In the end, the opaque facts above need to be followed up by reprioritizing the recommendations for improving the implementation of the UNCAC in Indonesia. There need to be additional regulations for offenses as yet unregulated in the existing Corruption Law, including bribery of foreign public officials and officials of international organizations, bribery in the private sector, trading in influence and illicit enrichment.
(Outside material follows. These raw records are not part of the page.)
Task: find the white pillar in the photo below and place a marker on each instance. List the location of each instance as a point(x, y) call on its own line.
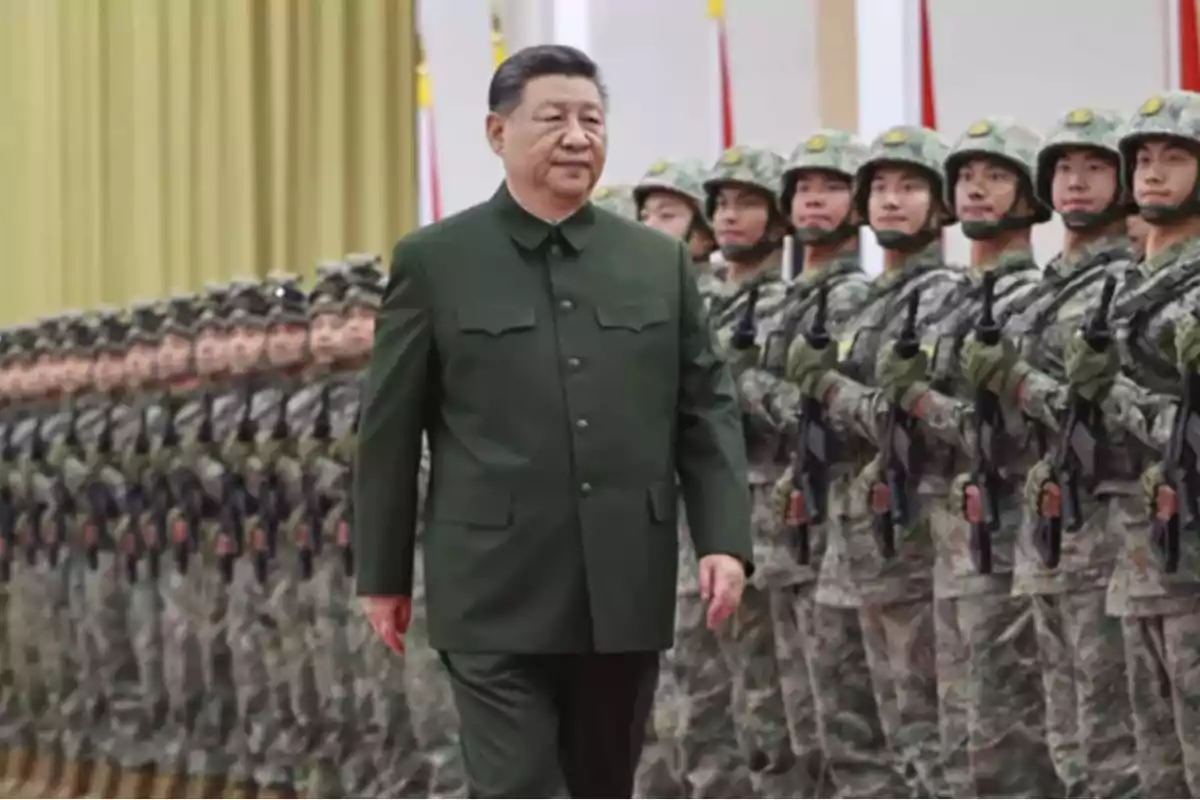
point(888, 79)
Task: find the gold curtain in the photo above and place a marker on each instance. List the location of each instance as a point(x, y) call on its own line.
point(149, 146)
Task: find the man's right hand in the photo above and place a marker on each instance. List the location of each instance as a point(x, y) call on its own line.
point(390, 615)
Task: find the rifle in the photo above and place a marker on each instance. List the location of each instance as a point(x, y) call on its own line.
point(745, 331)
point(1177, 498)
point(900, 444)
point(981, 498)
point(810, 453)
point(322, 431)
point(1074, 457)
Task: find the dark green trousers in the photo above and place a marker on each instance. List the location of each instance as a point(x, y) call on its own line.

Another chain that needs to be unraveled is the revival of the Criminal Procedure Code Bill and judicial regulations such as the Judiciary Law, the General Courts Law, the Supreme Court Law and the Judicial Commission Law toward better harmonization.

The war against corruption also requires revising 76 percent of the existing laws, including the Corruption Law, the Income Tax Law, the Asset Confiscation Law, the Goods and Services Procurement Law, the Mutual Legal Assistance Law and the Extradition Law.

This corruption catastrophe needs progressive leadership and breakthroughs to prevent further doom to justice in the country. The long list of work to be done for the 20th anniversary of UNCAC in Indonesia can be a reminder that the global community is watching, to see if Indonesia will increasingly recede from or return to the fight in eradicating corruption.